Oily Fish

The Eatwell Guide recommends that we eat two portions of fish a week, one of which should be oily. This is something a lot of us struggle to achieve so here are a few helpful facts to help encourage you to increase your consumption.

Why is it so important?

Oily fish provide the richest dietary source of long chain omega-3 fats, two important types are called Eicosapentaenoic acid (EPA) and Docosahexaenoic acid (DHA), these are made in your body but at low levels and at a very slow rate so it’s important that we ‘top up’ regularly via our diet. EPA and DHA both play important roles in many functions of the body such as heart, blood vessels, lungs, and immune and hormone regulation. DHA also plays a role in eye (retinal) and brain development in infants.

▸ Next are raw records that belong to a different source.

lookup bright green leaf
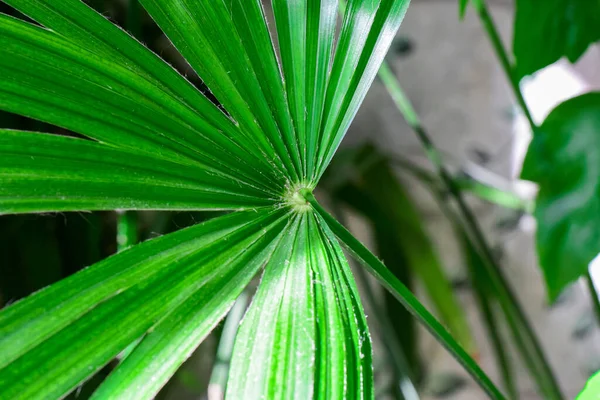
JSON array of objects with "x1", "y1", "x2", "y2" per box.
[
  {"x1": 0, "y1": 131, "x2": 275, "y2": 214},
  {"x1": 0, "y1": 14, "x2": 279, "y2": 189},
  {"x1": 136, "y1": 0, "x2": 300, "y2": 181},
  {"x1": 0, "y1": 209, "x2": 289, "y2": 398},
  {"x1": 513, "y1": 0, "x2": 600, "y2": 80},
  {"x1": 522, "y1": 92, "x2": 600, "y2": 301},
  {"x1": 227, "y1": 212, "x2": 373, "y2": 399},
  {"x1": 315, "y1": 0, "x2": 410, "y2": 181},
  {"x1": 303, "y1": 190, "x2": 506, "y2": 400},
  {"x1": 577, "y1": 370, "x2": 600, "y2": 400}
]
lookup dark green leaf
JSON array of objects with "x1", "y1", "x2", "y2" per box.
[
  {"x1": 522, "y1": 92, "x2": 600, "y2": 300},
  {"x1": 513, "y1": 0, "x2": 600, "y2": 79},
  {"x1": 227, "y1": 212, "x2": 373, "y2": 399}
]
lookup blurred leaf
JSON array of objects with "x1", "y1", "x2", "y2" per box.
[
  {"x1": 462, "y1": 234, "x2": 517, "y2": 399},
  {"x1": 227, "y1": 212, "x2": 373, "y2": 399},
  {"x1": 426, "y1": 373, "x2": 467, "y2": 398},
  {"x1": 0, "y1": 209, "x2": 289, "y2": 398},
  {"x1": 577, "y1": 370, "x2": 600, "y2": 400},
  {"x1": 522, "y1": 92, "x2": 600, "y2": 300},
  {"x1": 513, "y1": 0, "x2": 600, "y2": 80},
  {"x1": 458, "y1": 0, "x2": 469, "y2": 19}
]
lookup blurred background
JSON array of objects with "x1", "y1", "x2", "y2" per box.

What kind of fish are oily?

Salmon, mackerel, anchovies, trout, sardines, kippers, swordfish are all good options and can be consumed fresh, canned, or frozen. Note – Tuna is no longer considered an oily fish option as it was discovered that it doesn’t contain the high levels of healthy omega-3 fats as other sources.

What constitutes a portion?

For adults, one portion is 140g this equates to a palm-size piece of fresh fish or a small can of tinned. For 18 months – 3 years this is ¼- ¾ small fillet, 4-6 years this is ½ small fillet, 7-11 years this is 1-1 ½ small fillets.

Tip – Peppered mackerel are available from most supermarkets at a reasonable price, they can be transformed into a tasty pate very easily by flaking into a bowl, adding a few tablespoons of Greek yoghurt, a squeeze of lemon then mashed with a fork to desired consistency, you could use a blender to form a smoother pate and the addition of herbs such as chives or coriander will boost it’s nutritional value.